Weiters vermisst der Beschwerdeführer eine nähere Nennung des Tatortes („in der Küche oder am Gang") in den Fragen (Z 6), allerdings zu Unrecht: In Haupt- und Eventualfragen (§§ 312, 314 StPO) ist zwar die Tat nach Ort, Zeit, Gegenstand usw zu individualisieren. Eine darüber hinaus gehende Verpflichtung, die Tat durch Anführen rechtlich bedeutungsloser Nebenumstände erschöpfend zu beschreiben, ist aber aus dem Gesetz nicht abzuleiten (Schindler, WK-StPO § 312 Rz 24, 47 f und § 314 Rz 4).
Des weiteren macht der Angeklagte geltend, dass eine Eventualfrage nach dem Vergehen der Körperverletzung (§ 83 Abs 1 StGB) zu stellen gewesen wäre. Dabei stützt er sich darauf, dass beim Oper schwerer wiegende Tatfolgen ausgeblieben sind.
Voraussetzung für die Stellung einer Eventualfrage ist das Vorbringen von Tatsachen in der Hauptverhandlung, die einen gegenüber der Anklage geänderten Sachverhalt und damit eine andere rechtliche Beurteilung in den näheren Bereich der Möglichkeit rücken (§ 314 Abs 1 StPO; RIS-Justiz RS0100634).
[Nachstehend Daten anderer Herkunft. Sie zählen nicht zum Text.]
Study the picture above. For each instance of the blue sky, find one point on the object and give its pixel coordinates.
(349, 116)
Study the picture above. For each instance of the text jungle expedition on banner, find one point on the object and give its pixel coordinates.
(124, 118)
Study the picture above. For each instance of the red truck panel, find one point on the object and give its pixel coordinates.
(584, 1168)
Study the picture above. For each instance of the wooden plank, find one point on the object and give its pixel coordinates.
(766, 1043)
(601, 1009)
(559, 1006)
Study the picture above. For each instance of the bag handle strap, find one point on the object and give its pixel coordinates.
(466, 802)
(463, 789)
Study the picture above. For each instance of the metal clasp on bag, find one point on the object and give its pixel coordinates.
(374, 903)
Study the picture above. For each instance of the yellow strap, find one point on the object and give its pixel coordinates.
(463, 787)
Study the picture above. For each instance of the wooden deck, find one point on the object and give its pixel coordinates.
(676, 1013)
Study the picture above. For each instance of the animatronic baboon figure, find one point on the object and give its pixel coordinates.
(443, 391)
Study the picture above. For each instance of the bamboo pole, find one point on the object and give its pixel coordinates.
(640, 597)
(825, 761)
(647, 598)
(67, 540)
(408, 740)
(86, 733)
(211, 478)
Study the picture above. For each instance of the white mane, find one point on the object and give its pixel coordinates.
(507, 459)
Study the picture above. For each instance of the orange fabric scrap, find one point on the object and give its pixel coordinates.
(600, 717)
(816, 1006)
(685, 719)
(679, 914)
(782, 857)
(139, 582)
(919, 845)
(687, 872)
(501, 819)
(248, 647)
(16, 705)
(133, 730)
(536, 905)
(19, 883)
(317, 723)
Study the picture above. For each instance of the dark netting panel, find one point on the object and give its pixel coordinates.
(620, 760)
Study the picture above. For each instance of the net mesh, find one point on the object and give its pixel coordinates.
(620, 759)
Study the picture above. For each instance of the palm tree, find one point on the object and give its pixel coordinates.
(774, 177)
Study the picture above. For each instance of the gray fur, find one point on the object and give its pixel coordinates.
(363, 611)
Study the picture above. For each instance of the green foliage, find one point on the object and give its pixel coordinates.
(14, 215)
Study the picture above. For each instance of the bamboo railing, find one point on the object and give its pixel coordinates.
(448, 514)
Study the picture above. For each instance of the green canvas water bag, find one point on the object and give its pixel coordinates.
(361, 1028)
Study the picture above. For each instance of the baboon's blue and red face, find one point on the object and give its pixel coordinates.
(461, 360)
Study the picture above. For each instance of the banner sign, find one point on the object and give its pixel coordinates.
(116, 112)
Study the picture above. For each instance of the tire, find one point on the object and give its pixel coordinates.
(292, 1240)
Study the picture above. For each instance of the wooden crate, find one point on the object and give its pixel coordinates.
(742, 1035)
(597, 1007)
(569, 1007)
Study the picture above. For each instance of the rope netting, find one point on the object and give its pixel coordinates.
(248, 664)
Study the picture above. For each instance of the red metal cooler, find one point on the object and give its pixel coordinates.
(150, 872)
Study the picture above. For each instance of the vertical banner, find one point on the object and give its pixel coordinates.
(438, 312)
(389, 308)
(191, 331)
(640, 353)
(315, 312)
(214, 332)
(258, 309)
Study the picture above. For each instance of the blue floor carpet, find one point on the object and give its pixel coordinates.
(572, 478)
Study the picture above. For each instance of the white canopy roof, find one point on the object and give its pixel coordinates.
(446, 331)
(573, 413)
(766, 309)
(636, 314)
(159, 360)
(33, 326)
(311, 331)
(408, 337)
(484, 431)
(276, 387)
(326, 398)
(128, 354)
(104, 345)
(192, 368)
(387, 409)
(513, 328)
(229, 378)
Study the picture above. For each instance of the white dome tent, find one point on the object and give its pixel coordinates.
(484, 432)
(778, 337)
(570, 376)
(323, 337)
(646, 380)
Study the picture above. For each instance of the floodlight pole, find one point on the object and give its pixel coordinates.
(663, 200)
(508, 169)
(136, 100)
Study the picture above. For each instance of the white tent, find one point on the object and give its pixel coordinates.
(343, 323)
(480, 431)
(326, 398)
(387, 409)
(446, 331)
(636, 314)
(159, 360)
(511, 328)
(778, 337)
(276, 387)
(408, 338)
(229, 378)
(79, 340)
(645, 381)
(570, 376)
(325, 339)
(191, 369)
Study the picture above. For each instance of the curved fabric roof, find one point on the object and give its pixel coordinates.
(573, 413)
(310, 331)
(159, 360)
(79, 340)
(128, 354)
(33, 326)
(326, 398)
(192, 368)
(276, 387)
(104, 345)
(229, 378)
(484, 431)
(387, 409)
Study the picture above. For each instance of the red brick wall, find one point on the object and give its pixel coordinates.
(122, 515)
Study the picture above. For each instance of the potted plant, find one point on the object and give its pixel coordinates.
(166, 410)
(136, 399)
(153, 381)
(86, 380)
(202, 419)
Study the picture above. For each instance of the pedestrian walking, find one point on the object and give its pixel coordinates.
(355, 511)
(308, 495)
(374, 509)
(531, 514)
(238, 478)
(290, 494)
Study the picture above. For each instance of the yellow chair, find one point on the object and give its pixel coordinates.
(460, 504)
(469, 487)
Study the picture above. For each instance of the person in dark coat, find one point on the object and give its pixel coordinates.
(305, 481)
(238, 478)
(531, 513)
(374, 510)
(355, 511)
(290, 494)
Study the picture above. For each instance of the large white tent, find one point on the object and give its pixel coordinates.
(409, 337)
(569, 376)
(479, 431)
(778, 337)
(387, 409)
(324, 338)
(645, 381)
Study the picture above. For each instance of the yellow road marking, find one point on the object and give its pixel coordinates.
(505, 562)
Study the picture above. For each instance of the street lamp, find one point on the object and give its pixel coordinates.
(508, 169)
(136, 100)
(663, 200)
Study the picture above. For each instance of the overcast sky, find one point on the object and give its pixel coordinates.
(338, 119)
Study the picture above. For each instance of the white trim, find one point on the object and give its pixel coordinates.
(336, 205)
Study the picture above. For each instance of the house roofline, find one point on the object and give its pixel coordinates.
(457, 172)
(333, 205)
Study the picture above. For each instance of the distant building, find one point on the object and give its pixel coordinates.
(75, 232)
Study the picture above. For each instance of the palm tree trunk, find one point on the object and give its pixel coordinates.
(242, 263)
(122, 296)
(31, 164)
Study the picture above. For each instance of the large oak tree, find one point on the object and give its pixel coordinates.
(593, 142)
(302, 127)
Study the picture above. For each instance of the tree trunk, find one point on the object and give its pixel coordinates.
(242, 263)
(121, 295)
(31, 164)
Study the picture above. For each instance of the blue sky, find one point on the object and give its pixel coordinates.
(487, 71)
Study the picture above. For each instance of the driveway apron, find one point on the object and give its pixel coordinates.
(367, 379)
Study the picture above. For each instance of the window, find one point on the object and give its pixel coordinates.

Der Angeklagte hat demgegenüber in der Hauptverhandlung jede auf eine Verletzung gerichtete Willenseinstellung in Abrede gestellt (S 577, 579/II). Im Übrigen hat der Schwurgerichtshof bei der Rechtsbelehrung der Geschworenen über die Folgen der Beantwortung der Fragen mit Blick auf die Eventualfrage 4. nach schwerer Körperverletzung gemäß §§ 83, 84 Abs 1 Z 1 StGB auf die Möglichkeit einer Einschränkung, dass nicht mit einem solchen Mittel und auf solche Weise gehandelt wurde, womit in der Regel Lebensgefahr verbunden ist, und dass dann ein Schuldspruch wegen des Vergehens der Körperverletzung nach § 83 Abs 1 StGB erfolgt, ausdrücklich hingewiesen (S 14 der Instruktion). Gegen die Rechtsbelehrung wendet der Angeklagte ein (Z 8), den Geschworenen sei der Strafrahmen des Verbrechens der absichtlichen schweren Körperverletzung nach §§ 15, 87 Abs 1 StGB nicht mitgeteilt worden. Dies trifft jedoch nicht zu (vgl S 9 der Instruktion). Vor allem aber ist darauf hinzuweisen, dass Gegenstand einer Rüge aus Z 8 nicht auch der auf die Sanktionsfrage bezogene Inhalt der in den §§ 321, 323 Abs 1 und 327 StPO genannten Belehrungen ist (Ratz, WK-StPO § 345 Rz 53).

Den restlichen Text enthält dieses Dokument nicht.